The following code gives an example. In the resulting scatterplot the blue circles are all the data points, the reds are support vectors used by the model and the green circles are for points that are outside. So, the empty red circles are support vectors but out-of-class.

I have tried to adjust the nu parameter (-n 0.5 as default), but that only changes the ratio of data points / support vectors. The support vectors are still most out-class.

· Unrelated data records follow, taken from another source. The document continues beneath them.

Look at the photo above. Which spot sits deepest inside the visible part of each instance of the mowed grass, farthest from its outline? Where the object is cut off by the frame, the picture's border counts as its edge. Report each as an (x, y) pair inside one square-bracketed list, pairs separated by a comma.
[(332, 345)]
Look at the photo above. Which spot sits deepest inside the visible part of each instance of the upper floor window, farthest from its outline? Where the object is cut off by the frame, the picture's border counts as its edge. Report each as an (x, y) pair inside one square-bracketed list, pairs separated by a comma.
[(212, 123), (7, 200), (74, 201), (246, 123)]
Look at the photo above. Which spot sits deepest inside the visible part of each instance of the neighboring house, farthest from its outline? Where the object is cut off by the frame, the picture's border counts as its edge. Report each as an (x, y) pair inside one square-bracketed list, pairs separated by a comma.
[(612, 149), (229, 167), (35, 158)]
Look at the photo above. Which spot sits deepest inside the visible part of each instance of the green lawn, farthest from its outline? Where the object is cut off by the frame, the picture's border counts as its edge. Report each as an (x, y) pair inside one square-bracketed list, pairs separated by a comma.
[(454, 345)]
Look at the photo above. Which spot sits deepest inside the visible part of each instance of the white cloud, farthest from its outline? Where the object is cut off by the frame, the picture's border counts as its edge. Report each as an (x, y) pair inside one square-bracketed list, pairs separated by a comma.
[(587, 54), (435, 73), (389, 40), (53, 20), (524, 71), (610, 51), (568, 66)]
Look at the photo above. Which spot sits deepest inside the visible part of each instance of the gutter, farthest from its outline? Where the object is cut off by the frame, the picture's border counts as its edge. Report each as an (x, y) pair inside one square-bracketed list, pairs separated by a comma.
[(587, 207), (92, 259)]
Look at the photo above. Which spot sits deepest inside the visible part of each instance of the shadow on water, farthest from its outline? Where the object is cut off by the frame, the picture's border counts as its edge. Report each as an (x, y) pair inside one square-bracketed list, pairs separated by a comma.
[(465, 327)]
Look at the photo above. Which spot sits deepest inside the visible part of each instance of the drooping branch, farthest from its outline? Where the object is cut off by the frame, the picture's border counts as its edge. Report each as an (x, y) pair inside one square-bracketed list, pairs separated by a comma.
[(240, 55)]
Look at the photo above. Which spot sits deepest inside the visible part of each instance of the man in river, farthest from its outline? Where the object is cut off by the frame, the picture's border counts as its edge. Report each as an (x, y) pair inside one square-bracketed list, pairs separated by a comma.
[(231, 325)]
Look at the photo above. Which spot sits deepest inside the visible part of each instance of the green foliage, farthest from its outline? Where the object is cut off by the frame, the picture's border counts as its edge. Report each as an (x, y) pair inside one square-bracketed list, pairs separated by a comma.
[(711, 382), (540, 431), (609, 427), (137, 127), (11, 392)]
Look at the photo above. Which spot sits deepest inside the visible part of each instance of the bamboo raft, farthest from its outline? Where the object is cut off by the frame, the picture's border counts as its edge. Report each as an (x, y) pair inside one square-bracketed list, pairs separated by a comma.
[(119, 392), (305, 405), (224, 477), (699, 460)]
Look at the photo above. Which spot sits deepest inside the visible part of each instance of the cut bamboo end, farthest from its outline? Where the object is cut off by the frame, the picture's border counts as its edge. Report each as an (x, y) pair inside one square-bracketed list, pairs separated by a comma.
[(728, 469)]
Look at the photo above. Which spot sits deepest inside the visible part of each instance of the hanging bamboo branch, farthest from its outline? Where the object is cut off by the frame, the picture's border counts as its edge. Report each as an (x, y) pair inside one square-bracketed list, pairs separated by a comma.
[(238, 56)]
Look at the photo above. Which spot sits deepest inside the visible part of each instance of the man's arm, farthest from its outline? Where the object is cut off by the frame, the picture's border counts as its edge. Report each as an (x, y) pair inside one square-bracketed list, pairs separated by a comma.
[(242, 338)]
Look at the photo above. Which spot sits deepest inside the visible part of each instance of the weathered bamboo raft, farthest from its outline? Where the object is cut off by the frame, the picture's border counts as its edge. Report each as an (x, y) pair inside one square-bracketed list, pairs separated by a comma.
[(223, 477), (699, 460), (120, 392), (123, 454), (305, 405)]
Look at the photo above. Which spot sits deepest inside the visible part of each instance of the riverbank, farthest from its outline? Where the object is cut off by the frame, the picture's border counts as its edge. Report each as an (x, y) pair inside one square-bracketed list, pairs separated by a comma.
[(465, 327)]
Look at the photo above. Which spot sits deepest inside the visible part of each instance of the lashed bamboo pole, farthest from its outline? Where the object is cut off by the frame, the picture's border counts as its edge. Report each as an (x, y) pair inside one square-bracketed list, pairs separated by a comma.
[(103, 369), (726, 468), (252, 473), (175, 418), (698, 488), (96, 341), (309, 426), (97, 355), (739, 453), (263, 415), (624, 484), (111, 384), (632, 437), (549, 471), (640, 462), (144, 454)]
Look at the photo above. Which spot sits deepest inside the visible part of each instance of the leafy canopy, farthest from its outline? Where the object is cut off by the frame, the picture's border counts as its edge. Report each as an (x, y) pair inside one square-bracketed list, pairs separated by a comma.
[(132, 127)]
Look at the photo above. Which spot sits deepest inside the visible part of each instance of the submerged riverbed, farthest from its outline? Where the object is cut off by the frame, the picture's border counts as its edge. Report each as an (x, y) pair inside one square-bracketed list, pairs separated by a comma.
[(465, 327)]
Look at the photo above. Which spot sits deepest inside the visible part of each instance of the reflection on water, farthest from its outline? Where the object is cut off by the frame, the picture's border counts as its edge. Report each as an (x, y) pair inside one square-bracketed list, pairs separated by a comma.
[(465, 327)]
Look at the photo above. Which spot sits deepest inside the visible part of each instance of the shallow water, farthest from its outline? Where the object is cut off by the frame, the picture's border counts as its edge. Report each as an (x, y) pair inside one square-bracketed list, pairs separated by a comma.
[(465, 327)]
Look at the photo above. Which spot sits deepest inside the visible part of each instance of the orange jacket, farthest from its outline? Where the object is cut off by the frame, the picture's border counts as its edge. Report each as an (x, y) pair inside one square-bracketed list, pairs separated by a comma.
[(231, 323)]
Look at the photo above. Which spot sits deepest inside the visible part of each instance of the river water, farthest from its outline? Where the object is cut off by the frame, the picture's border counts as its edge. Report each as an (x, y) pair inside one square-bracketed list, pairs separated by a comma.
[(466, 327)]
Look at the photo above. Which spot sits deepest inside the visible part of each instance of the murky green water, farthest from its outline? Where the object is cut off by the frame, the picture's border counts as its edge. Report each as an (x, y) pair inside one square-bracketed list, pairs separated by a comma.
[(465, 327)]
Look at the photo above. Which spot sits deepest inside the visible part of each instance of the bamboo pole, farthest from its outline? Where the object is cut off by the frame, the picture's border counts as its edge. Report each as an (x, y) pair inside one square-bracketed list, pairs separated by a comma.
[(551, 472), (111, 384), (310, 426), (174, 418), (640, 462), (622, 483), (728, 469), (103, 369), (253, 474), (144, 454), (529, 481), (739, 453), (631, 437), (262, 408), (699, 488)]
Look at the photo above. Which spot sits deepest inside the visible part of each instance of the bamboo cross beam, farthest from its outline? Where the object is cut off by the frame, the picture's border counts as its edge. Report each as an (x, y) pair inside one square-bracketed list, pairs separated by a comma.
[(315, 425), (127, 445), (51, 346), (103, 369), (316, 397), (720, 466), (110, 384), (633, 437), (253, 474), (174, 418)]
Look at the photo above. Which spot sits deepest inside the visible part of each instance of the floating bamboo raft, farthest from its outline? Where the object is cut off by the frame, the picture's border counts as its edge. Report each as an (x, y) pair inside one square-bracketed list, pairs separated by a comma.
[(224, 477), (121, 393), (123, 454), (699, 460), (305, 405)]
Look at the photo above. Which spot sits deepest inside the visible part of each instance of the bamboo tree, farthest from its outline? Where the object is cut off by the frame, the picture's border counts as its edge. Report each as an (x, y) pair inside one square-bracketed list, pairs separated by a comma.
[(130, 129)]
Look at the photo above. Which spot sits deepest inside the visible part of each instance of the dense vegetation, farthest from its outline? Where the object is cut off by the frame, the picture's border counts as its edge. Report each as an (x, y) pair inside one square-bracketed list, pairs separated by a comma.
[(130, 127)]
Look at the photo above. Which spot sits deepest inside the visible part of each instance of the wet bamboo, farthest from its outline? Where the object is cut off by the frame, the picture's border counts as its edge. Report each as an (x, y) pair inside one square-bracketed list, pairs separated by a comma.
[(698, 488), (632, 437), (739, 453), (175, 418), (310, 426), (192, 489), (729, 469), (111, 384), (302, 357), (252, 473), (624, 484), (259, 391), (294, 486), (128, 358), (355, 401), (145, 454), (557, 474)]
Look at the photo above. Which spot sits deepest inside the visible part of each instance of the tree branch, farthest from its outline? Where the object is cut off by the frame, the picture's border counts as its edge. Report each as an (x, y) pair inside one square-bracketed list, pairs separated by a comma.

data = normrnd(0,1,1000,2);
labels = ones(length(data),1);

% Construct one-class SVM with RDF kernel (Gaussian)
model = svmtrain(labels, data, '-s 2 -t 2');

% Use the same data for label prediction
[predicted_labels] = svmpredict(labels, data, model);
inside_indices = find(predicted_labels > 0);

figure; hold on;
% Scatterplot of all data, blue circles
scatter(data(:,1), data(:,2), 30, 'blue');

% Scatterplot of all support vectors, small red circles
scatter(model.SVs(:,1), model.SVs(:,2), 20, 'red');

% Scatterplot of all data inside the one-classs, small green circles
scatter(data(inside_indices,1), data(inside_indices,2), 10, 'green');

The resulting scatterplot: scatterplot example

Edit: I may have found a solution; the LIBSVM Tools contains an extension for "Support Vector Data Description", for "finding the smallest sphere containing all data": http://www.csie.ntu.edu.tw/~cjlin/libsvmtools/#libsvm_for_svdd_and_finding_the_smallest_sphere_containing_all_data

Edit2: Using the SVDD tool does make make any difference. I train with -s 5 but still I only get around 50% accuracy for the same data set.

My question still holds; How can I describe all data with an one-class SVM?

Best Answer

If you set the nu parameter to very small (-n 0.001) and set the gamma to small as well (-g 0.001) you will get almost all your training data being in your class.